I wonder what others know about these things or if there are known good
references?
Perhaps we should just feed thesemaunderings into ChatGPT and it will sort us
out forthwith?!
- SteveS
On 2/7/23 2:57 PM, Prof David West wrote:
I am curious, but not enough to do some hard research to confirm or deny, but
...
Surface appearances suggest, to me, that the large language model AIs seem to
focus on syntax and statistical word usage derived from those large datasets.
I do not see any evidence in same of semantics (probably because I am but a "bear of
little brain.")
In contrast, the Cyc project (Douglas Lenat, 1984 - and still out there as an
expensive AI) was all about semantics. The last time I was, briefly, at MCC,
they were just switching from teaching Cyc how to read newspapers and engage in
meaningful conversation about the news of the day, to teaching it how to read
the National Enquirer, etc. and differentiate between syntactically and
literally 'true' news and the false semantics behind same.
davew
On Tue, Feb 7, 2023, at 11:35 AM, Jochen Fromm wrote:
I was just wondering if our prefrontal cortex areas in the brain contain a
large language model too - but each of them trained on slightly different
datasets. Similar enough to understand each other, but different enough so that
everyone has a unique experience and point of view o_O
-J.
-------- Original message --------
From: Marcus Daniels <mar...@snoutfarm.com>
Date: 2/6/23 9:39 PM (GMT+01:00)
To: The Friday Morning Applied Complexity Coffee Group <friam@redfish.com>
Subject: Re: [FRIAM] Datasets as Experience
It depends if it is given boundaries between the datasets. Is it learning one
distribution or two?
*From:* Friam <friam-boun...@redfish.com> *On Behalf Of *Jochen Fromm
*Sent:* Sunday, February 5, 2023 4:38 AM
*To:* The Friday Morning Applied Complexity Coffee Group <friam@redfish.com>
*Subject:* [FRIAM] Datasets as Experience
Would a CV of a large language model contain all the datasets it has seen? As
adaptive agents of our selfish genes we are all trained on slightly different
datasets.
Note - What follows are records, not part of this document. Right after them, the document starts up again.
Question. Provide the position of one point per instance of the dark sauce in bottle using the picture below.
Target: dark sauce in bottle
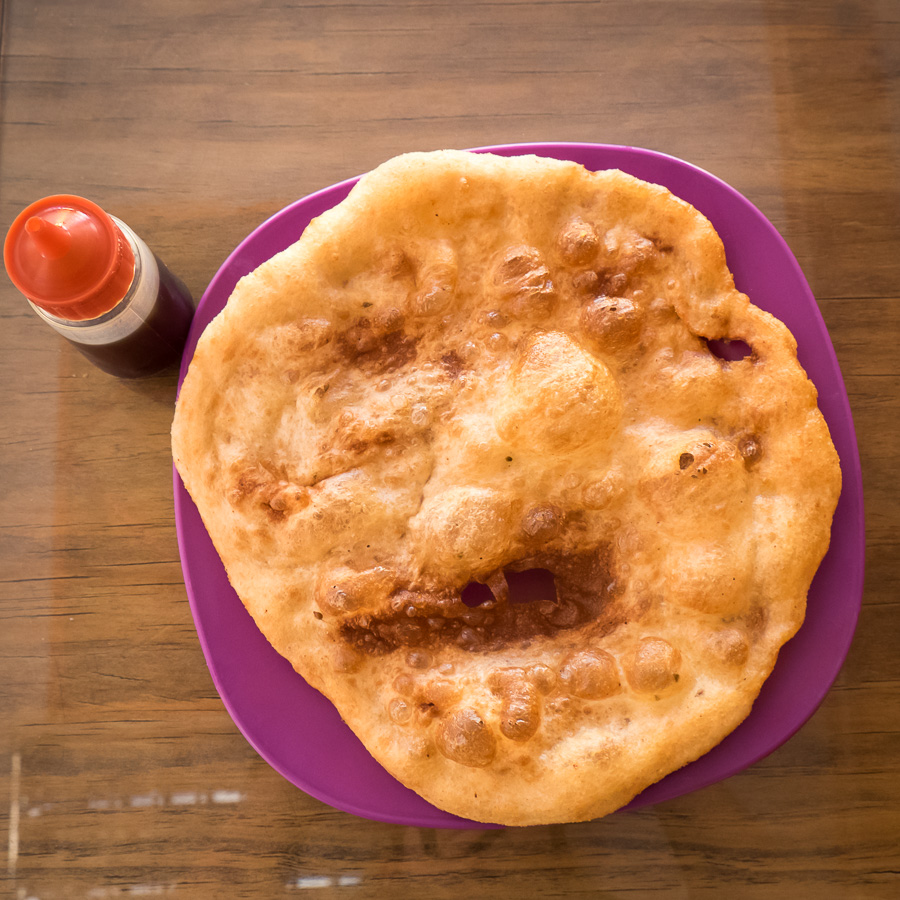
(158, 343)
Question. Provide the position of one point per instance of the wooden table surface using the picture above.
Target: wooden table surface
(121, 773)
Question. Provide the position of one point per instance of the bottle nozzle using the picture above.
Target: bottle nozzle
(52, 240)
(68, 257)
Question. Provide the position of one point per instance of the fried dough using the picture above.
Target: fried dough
(477, 366)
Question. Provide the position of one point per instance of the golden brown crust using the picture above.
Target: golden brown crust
(476, 366)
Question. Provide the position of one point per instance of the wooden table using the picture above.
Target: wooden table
(121, 774)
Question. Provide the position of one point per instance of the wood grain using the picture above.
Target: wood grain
(121, 774)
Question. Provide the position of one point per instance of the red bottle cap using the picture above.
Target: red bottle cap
(68, 257)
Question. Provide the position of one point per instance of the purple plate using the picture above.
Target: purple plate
(300, 734)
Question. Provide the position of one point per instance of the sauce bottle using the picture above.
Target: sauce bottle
(95, 282)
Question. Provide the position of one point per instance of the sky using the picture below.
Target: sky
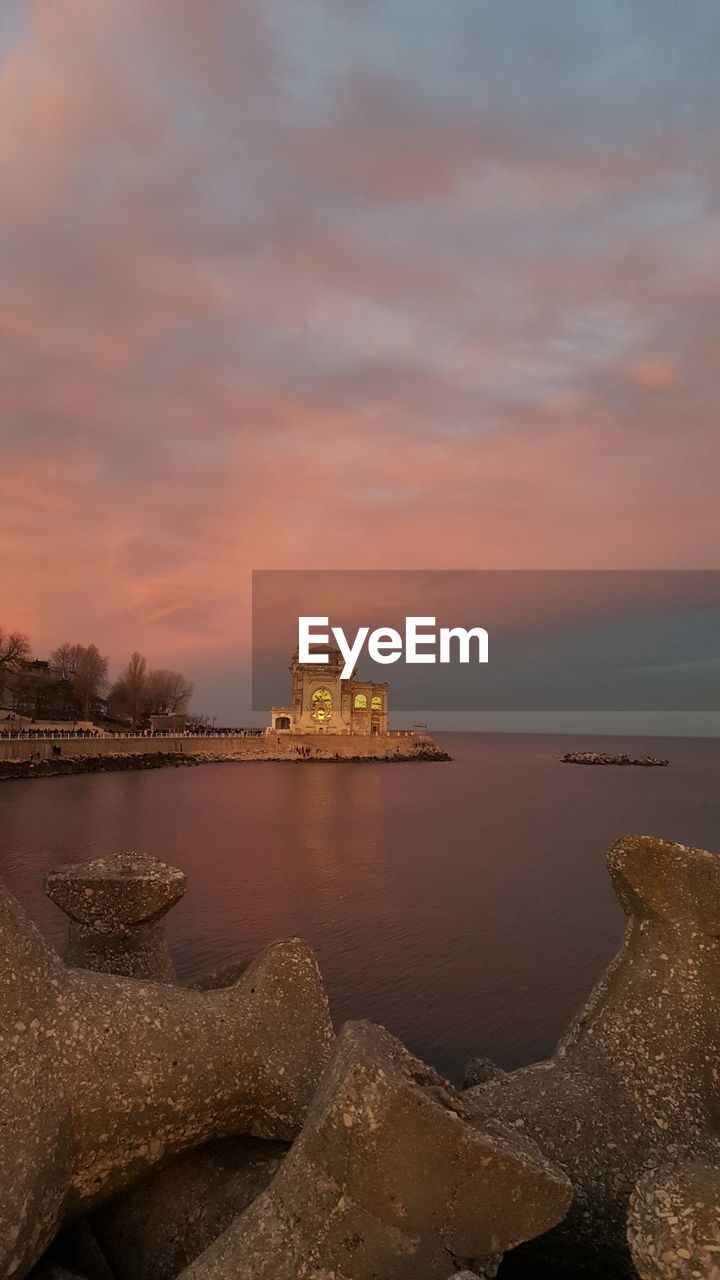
(295, 283)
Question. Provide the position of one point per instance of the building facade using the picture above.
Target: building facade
(323, 703)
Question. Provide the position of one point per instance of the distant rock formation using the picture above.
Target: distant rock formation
(602, 758)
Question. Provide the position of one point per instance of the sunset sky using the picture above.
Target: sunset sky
(364, 283)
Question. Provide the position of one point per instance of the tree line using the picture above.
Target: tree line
(74, 684)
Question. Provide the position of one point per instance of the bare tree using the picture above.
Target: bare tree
(128, 693)
(65, 661)
(14, 648)
(167, 691)
(90, 679)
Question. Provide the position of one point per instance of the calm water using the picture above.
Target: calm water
(464, 905)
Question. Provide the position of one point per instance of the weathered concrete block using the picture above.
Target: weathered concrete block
(155, 1228)
(105, 1077)
(674, 1223)
(117, 908)
(391, 1176)
(634, 1082)
(167, 1220)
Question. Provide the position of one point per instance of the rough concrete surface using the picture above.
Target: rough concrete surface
(117, 908)
(392, 1176)
(674, 1223)
(105, 1077)
(634, 1083)
(164, 1223)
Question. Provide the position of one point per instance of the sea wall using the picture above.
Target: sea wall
(276, 746)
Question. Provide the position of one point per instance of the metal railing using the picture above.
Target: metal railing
(109, 735)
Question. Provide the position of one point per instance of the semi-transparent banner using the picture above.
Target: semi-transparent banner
(496, 639)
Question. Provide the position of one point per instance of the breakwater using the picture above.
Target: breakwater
(27, 758)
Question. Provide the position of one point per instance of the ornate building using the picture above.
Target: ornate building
(323, 703)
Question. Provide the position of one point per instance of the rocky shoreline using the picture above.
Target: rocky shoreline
(55, 767)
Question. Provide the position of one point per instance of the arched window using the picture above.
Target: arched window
(320, 705)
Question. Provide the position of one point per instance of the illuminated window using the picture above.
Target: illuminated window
(320, 705)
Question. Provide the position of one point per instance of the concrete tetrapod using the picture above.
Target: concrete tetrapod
(117, 908)
(674, 1223)
(104, 1077)
(634, 1082)
(391, 1176)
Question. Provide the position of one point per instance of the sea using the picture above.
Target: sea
(465, 905)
A Spanish speaker is a person trained on a Spanish dataset. An
Italian speaker is a trained on an Italian dataset, etc. Speakers of different
languages are trained on different datasets, therefore the same sentence is
easy for a native speaker but impossible to understand for those who do not
know the language.
Do all large language models need to be trained on the same datasets? Or could many large
language models be combined to a society of mind as Marvin Minsky describes it in his
book "The society of mind"? Now that they are able to understand language it
seems to be possible that one large language model replies to the questions from another.
And we would even be able to understand the conversations.